NVIDIA Technical Blog

Developing a 172B LLM with Strong Japanese Capabilities Using NVIDIA Megatron-LM

thumbnail

Table of Contents

  1. Introduction
  2. LLM-jp Initiatives at GENIAC
  3. Model Architecture and Training Settings
  4. Training Efficiency and Acceleration with Megatron-LM

Introduction

Training a 172B Large Language Model (LLM) with strong Japanese capabilities using NVIDIA Megatron-LM has been a challenging yet essential endeavor. This post delves into insights gained from training an AI model as part of the Generative AI Accelerator Challenge (GENIAC) project, specifically focusing on addressing the scarcity of high-performance models for Japanese language understanding.
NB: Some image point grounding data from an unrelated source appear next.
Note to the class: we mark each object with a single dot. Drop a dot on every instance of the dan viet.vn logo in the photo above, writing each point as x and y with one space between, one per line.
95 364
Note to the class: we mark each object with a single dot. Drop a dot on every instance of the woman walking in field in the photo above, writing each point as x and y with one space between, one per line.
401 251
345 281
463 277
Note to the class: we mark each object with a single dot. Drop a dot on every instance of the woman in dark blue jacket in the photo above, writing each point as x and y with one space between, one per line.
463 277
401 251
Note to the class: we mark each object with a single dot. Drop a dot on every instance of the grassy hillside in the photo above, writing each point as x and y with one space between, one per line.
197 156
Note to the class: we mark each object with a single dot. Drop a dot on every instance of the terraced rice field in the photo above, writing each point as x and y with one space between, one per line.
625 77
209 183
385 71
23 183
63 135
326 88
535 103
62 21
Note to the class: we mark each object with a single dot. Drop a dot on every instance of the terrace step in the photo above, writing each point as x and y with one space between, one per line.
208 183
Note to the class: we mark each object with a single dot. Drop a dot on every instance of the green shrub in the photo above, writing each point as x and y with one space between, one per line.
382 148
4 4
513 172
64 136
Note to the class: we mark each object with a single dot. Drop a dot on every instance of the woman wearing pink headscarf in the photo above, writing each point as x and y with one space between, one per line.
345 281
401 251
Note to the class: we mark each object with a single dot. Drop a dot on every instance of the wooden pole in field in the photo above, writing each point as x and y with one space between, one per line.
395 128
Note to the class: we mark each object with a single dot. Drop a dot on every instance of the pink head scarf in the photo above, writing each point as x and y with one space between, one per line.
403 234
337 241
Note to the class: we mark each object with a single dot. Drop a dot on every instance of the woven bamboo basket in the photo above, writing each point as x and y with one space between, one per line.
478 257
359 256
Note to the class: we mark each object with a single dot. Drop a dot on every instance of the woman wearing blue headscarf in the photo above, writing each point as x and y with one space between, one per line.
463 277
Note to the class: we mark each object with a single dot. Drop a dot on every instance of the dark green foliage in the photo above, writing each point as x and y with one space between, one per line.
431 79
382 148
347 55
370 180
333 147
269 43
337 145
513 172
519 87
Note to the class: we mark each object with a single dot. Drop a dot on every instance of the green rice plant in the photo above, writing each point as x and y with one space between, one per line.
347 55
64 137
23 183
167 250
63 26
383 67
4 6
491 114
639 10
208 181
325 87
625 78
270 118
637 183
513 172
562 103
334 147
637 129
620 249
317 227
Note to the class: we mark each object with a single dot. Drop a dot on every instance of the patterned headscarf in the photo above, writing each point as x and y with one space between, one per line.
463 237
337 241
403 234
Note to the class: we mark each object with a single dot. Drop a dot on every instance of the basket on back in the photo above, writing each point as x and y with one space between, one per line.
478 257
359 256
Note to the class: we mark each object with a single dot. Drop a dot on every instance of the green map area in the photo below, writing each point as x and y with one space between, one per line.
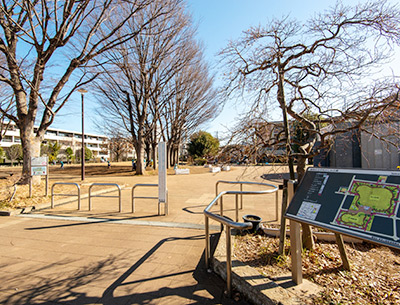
370 199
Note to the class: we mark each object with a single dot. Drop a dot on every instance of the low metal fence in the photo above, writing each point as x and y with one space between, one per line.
241 183
68 195
105 196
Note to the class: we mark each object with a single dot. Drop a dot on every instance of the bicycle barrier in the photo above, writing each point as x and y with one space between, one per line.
66 183
146 197
105 196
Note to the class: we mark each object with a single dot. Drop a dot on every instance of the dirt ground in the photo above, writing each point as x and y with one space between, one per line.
98 172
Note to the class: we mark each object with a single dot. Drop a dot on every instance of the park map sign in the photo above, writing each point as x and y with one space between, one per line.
355 202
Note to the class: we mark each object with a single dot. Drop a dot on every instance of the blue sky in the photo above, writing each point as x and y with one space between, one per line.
218 22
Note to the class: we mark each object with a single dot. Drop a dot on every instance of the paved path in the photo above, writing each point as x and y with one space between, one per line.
64 262
65 256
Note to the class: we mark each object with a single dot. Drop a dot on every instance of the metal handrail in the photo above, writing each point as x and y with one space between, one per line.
133 195
109 184
66 183
241 195
229 225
LLM-jp Initiatives at GENIAC

The Ministry of Economy, Trade and Industry (METI) initiated the GENIAC project to elevate platform model development capabilities in Japan. The LLM-jp 172B model, developed from February to August 2024, marked a significant milestone in Japanese model development. Researchers spearheaded the LLM-jp initiative to accumulate expertise on training principles and model efficiency, utilizing Megatron-Core and Transformer Engine for large-scale training.
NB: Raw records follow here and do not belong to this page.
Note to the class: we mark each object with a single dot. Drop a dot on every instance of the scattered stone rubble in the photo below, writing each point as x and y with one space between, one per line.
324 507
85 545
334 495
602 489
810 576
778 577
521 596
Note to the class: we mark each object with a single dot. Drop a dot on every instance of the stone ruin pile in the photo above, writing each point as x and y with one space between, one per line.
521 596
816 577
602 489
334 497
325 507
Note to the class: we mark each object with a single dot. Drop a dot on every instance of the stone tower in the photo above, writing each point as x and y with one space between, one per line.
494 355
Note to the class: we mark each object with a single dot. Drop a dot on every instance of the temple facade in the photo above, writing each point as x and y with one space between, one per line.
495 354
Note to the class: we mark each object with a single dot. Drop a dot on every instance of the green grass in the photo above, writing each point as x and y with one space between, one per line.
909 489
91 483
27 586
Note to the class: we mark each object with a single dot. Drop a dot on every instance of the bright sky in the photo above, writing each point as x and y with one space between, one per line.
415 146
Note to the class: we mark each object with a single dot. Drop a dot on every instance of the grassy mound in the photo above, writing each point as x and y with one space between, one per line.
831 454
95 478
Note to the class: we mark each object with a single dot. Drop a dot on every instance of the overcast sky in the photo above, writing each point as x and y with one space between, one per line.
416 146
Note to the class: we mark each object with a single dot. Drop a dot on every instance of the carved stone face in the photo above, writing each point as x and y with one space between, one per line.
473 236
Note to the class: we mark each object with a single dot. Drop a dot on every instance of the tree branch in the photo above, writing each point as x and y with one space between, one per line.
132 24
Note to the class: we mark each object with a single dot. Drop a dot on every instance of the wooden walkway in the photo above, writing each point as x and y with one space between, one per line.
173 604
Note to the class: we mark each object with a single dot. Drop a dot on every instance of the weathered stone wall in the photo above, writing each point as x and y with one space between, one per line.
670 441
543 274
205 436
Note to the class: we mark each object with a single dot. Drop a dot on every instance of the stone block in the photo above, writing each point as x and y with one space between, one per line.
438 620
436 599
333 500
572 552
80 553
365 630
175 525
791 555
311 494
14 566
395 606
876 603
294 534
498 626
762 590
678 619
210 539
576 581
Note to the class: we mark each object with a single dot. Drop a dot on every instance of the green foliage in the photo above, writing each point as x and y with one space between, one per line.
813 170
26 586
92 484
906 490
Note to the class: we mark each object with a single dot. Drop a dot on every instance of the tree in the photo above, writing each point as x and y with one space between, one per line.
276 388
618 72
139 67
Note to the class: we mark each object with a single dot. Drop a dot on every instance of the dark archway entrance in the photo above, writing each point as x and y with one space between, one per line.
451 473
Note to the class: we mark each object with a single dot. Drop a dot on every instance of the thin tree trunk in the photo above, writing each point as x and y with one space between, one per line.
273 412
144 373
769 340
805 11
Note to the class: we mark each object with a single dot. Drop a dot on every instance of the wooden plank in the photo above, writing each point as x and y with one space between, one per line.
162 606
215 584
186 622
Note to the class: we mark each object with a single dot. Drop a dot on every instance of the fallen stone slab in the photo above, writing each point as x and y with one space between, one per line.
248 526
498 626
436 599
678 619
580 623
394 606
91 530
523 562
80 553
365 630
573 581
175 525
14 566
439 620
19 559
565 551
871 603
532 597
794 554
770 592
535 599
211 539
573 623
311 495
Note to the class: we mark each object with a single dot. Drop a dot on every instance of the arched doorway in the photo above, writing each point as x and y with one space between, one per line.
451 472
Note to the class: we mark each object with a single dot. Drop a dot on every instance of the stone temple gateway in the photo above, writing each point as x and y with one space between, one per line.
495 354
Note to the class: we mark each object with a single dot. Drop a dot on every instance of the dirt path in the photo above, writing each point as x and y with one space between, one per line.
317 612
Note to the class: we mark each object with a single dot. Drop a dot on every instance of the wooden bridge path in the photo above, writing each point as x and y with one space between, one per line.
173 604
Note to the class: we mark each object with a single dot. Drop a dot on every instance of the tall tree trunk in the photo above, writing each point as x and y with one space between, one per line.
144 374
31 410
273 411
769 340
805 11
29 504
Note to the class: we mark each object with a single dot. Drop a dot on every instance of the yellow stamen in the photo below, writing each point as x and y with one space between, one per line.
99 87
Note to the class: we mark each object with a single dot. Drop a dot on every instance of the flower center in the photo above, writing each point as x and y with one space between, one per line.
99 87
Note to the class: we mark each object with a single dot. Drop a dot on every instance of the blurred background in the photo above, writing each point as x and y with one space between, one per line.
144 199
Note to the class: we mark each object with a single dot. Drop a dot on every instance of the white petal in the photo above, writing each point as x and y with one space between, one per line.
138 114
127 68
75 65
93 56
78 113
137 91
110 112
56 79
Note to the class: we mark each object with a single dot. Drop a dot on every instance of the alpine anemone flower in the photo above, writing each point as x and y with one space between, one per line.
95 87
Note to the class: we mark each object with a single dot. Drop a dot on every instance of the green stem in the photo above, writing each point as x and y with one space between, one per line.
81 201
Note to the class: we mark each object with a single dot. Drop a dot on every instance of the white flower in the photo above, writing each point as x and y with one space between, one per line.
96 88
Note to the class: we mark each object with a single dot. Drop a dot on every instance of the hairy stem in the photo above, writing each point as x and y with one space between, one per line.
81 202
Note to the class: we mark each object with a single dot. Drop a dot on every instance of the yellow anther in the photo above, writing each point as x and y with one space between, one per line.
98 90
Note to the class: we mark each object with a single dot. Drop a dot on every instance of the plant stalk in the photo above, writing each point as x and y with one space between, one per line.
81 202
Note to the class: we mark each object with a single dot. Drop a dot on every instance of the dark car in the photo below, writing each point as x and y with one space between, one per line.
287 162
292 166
Model Architecture and Training Settings

The LLM-jp 172B model architecture, following Llama 2 architecture, is trained from scratch on a multilingual corpus predominantly comprising Japanese and English data. Megatron-Core v0.6 and Transformer Engine v1.4 were instrumental in the training process. The model utilized BF16 plus TE for initial training and transitioned to FP8 hybrid for enhanced stability and speed. Training efficiency was observed at 545-553 TFLOP/s, showcasing promising Japanese language capabilities.
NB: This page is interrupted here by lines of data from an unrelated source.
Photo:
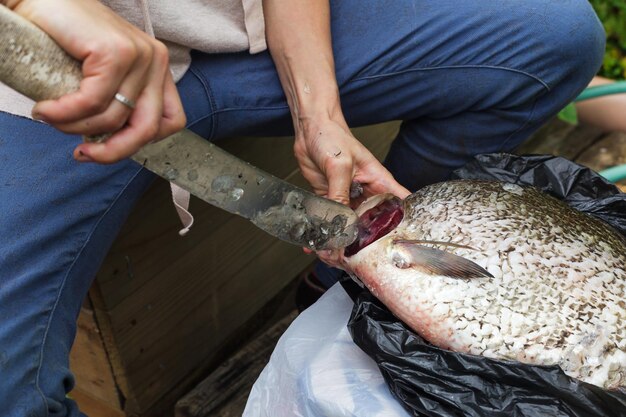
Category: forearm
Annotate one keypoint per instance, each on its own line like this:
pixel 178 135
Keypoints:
pixel 299 40
pixel 605 112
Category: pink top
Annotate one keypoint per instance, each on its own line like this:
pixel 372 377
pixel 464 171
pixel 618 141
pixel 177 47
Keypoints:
pixel 214 26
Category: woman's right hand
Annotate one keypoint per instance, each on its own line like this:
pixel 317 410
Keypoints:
pixel 117 57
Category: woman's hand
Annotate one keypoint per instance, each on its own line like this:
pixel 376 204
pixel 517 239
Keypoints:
pixel 117 58
pixel 331 159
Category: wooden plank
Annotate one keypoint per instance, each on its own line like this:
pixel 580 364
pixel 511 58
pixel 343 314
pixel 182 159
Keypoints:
pixel 90 365
pixel 224 393
pixel 607 152
pixel 167 304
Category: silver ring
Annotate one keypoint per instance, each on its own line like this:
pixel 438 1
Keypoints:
pixel 125 101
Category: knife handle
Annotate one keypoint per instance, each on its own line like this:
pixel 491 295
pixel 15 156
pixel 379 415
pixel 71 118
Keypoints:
pixel 33 64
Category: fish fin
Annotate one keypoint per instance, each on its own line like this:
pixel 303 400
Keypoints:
pixel 434 242
pixel 439 262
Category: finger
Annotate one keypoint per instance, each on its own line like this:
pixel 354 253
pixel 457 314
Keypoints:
pixel 173 118
pixel 103 77
pixel 143 127
pixel 339 171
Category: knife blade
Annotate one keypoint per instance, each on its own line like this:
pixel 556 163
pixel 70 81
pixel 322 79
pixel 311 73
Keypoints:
pixel 33 64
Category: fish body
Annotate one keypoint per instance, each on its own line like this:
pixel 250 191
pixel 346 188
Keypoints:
pixel 552 288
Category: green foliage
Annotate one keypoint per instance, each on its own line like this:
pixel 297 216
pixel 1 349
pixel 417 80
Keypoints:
pixel 612 13
pixel 569 114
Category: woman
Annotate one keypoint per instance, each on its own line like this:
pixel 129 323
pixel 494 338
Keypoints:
pixel 466 78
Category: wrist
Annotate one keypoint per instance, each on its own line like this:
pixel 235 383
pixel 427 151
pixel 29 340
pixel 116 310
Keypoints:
pixel 11 4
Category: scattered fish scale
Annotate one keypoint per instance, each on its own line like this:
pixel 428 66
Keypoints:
pixel 557 286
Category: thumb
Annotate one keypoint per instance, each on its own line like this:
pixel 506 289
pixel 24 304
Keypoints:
pixel 399 191
pixel 339 181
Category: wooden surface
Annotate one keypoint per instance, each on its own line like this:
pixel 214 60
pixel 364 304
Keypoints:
pixel 168 306
pixel 225 391
pixel 90 364
pixel 585 145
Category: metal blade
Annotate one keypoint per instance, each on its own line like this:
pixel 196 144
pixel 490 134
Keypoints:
pixel 33 64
Training Efficiency and Acceleration with Megatron-LM

Efficient training frameworks like Megatron-LM prove vital in expediting Generative AI research. The 172B model training with Megatron-LM explored FP8-hybrid training, resulting in a 1.4x acceleration in training speeds from 400 TFLOP/s to 550 TFLOP/s. This acceleration highlights the efficacy of FP8-hybrid in optimizing the efficiency of large-scale model pretraining processes.